Wyman asked the commissioners to help fund a plan to keep the YMCA downtown. After the hour-and-a-half hearing – which included impassioned and sometimes bitter exchanges between Wyman and Trine – Commissioner Paul Raver moved the board decline to amend its 2008 Capital Improvement Plan to include $300,000 toward the purchase of a downtown site for the Y project.
Raver’s motion was prepared before the hearing – in typed form. The statements of Wyman, Randy Morris, Charlie Skoog, Dave White, Kim LaFollette and Janie Young mattered not.
Wyman, a county councilman and spokesman for the group trying to secure public funding to pay for land to ensure the Y builds an $8 million-to-$9-million building downtown, said he was “extremely disappointed” with the commissioners’ vote.

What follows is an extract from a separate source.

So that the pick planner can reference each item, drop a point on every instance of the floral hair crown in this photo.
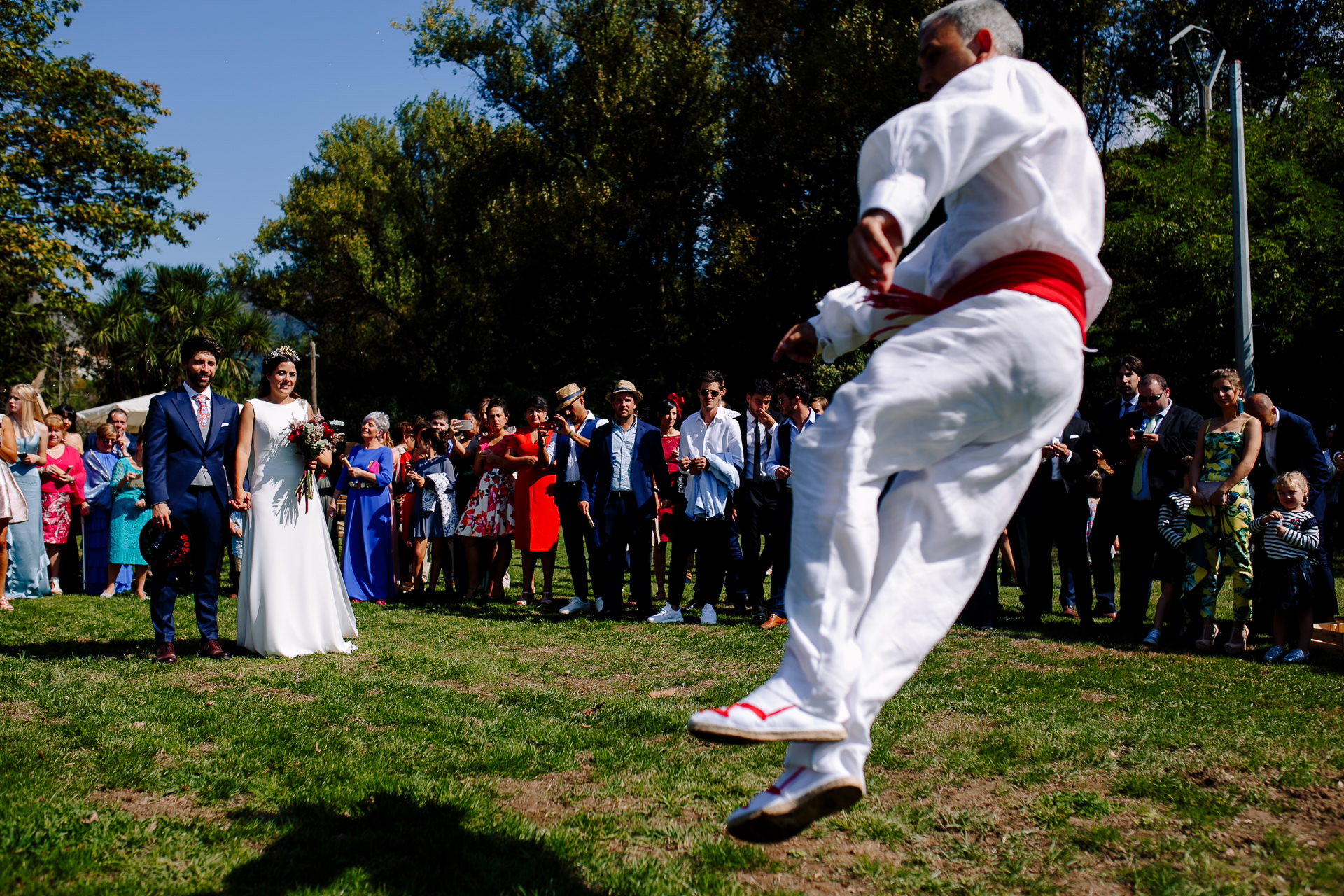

“We will go to somebody else for the money,” he said. “This is too important for the community. An opportunity like this doesn’t come about every day.”
According to Raver’s motion, the commissioners believe “the following issues must be considered, publicly debated and resolved before the Board should consider committing public funds to purchase of this Site for the YMCA:
“1. The impact of the 2008 property tax reforms, including caps, upon the County’s finances, including EDIT funds.
“2. The impact of the City’s proposed annexation upon the County’s finances, including EDIT funds.
“3. The impact and priority of other pending proposals for use of County EDIT funds, including the transfer of the New London Conservancy District to Russiaville.
“4. Details on the structure of the proposed transaction, including what entity will purchase and own the Site.
“5. Whether the County should give public funds to a non-for-profit religious organization for the construction of a facility.
“6. Whether the construction of a new YMCA facility in downtown Kokomo will foster economic development in Howard County.
“7. Clarification and more detail on the consortium’s projected cost estimates for the project, including the costs of environmental clean-up of the Site and utility relocation.
“8. Details of the environmental studies performed on the Site.
“9. The YMCA’s final commitment to this Site and its projected timetables for fundraising and construction.”
OK, let’s publicly consider this. We urge Wyman and his group, members of the YMCA board and others important to the Y’s downtown plan to explain the proposal in one – if not several – town-hall meetings. The Kokomo Tribune, and our friends at the Kokomo Perspective, will help coordinate – even moderate – what we foresee as question-and-answer sessions.
We hope to hear from you, all. And we hope the commissioners will be in attendance. For, as Wyman said, this is too important to the community.